Now tell me. What kinda life is that?? (I’m only sorta half-joking right here.) Wouldn’t YOU want to find out what your life was like, what you went through – what the hell happened last year???
I know I would. I would like some answers very much, sir, and a double helping, please!
That comment that got left on my ‘About’ page: Probably just someone f’ing with me, a part of my mind is saying. After all, there was a lot of s**t going on back then. ‘We’ don’t know. I assume I must have read and approved it. But then again . . . selective ‘blindness’? Selective memory probably comes into play.

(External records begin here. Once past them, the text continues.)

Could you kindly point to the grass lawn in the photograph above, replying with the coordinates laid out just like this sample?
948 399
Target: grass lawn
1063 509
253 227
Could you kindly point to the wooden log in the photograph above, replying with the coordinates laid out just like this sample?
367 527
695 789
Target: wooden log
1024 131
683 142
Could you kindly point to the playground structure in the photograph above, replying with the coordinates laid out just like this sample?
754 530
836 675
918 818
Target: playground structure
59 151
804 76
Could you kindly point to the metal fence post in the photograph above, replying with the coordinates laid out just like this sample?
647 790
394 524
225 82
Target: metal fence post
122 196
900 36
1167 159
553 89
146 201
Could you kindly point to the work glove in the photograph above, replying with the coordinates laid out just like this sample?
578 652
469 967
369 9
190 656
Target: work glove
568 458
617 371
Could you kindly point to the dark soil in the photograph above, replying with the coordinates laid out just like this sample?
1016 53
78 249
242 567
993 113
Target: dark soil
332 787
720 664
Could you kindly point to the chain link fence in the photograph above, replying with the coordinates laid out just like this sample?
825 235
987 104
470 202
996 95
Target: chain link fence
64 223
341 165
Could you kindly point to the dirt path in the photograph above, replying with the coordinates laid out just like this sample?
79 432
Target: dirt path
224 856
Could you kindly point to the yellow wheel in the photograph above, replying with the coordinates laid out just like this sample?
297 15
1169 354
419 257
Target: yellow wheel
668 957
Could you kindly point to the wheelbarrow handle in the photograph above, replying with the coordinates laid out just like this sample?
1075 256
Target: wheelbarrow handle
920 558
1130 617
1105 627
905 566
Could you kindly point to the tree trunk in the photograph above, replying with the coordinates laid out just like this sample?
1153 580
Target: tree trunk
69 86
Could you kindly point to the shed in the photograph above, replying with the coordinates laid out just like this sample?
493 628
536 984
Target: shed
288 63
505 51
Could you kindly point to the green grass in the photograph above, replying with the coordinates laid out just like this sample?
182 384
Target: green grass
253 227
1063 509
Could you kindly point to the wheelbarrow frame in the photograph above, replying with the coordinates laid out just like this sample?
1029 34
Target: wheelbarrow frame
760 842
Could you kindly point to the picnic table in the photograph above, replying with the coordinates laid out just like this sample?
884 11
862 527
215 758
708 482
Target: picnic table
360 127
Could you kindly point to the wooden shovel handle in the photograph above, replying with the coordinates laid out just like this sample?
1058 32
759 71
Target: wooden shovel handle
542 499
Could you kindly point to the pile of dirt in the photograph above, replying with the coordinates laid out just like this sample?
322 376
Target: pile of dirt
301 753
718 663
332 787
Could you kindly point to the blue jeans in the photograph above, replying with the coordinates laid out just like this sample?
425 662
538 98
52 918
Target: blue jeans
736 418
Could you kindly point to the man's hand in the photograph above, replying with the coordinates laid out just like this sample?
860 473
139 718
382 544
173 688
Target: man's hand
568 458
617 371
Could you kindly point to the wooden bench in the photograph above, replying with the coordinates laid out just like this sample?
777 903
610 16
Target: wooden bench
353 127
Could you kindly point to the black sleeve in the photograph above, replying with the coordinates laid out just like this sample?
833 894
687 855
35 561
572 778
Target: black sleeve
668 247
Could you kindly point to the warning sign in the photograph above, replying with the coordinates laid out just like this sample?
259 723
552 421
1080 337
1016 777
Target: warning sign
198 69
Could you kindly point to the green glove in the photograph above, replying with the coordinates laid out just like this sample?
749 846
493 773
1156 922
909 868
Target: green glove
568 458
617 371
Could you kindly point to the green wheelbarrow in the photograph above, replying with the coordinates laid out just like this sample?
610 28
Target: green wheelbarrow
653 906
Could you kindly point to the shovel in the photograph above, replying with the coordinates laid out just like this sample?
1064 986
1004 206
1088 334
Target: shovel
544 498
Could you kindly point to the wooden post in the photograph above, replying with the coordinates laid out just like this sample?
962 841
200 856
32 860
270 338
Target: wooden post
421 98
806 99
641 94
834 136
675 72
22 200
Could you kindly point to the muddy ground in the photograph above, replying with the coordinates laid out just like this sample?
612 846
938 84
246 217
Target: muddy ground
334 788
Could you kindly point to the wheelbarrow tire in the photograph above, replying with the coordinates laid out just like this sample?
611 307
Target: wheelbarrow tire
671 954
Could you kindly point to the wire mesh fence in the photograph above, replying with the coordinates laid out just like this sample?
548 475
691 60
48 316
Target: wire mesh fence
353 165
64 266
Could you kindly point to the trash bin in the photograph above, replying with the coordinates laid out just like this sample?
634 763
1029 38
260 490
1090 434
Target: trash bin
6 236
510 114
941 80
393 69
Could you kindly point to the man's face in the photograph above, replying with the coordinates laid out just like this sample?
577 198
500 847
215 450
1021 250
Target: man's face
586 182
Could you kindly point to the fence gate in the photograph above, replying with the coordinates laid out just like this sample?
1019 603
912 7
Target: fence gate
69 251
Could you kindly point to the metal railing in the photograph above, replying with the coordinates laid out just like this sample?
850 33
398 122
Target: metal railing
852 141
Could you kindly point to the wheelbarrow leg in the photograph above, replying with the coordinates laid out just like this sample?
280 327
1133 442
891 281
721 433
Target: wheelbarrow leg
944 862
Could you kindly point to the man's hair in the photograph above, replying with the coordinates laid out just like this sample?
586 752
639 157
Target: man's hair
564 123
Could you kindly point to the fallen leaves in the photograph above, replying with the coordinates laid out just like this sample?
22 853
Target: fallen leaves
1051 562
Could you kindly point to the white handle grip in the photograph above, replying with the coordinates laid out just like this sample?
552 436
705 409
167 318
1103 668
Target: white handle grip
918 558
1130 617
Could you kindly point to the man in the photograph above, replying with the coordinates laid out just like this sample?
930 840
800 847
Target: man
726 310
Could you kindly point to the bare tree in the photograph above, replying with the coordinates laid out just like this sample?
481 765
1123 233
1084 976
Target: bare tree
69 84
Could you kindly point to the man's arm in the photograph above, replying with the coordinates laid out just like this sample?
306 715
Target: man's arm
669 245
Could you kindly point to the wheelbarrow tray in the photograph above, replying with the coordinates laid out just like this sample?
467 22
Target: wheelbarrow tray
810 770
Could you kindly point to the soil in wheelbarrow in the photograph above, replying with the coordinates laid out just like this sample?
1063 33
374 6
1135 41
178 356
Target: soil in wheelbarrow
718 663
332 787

And then last night. That ‘note’ I wrote back to ‘them’. I couldn’t believe I wrote that thing! Actually ‘sitting there’ watching my hands writing it – feeling the thoughts form – and incapable of stopping ‘it’ (though I know – if I had REALLY tried – I could have. I just wanted to see where ‘it’ was going with this thing; how much ‘information’ it might reveal as I was ‘feeling’ around in my mind trying to ID the thing . . .). And posting it was a nightmare – my ‘littles’ were kicking and screaming; all the alarm bells were on, the sub horn was blowing, saying ‘dive! dive! dive!’ – and ‘they’ all went under . . . .
LOL, whutta Crew I bring to the table sometimes. A bunch of scared kids and a diver. (don’t ask me who the diver is, I don’t know, LOL!) But I ‘switched’ right there after the first few sentences of that post – going from anaylsing it to ‘thanking them’.
Like I said: time to make a new pile. Of unresolved issues. Only THIS one’s never gonna get resolved.
and lets call it a list of things I don’t understand.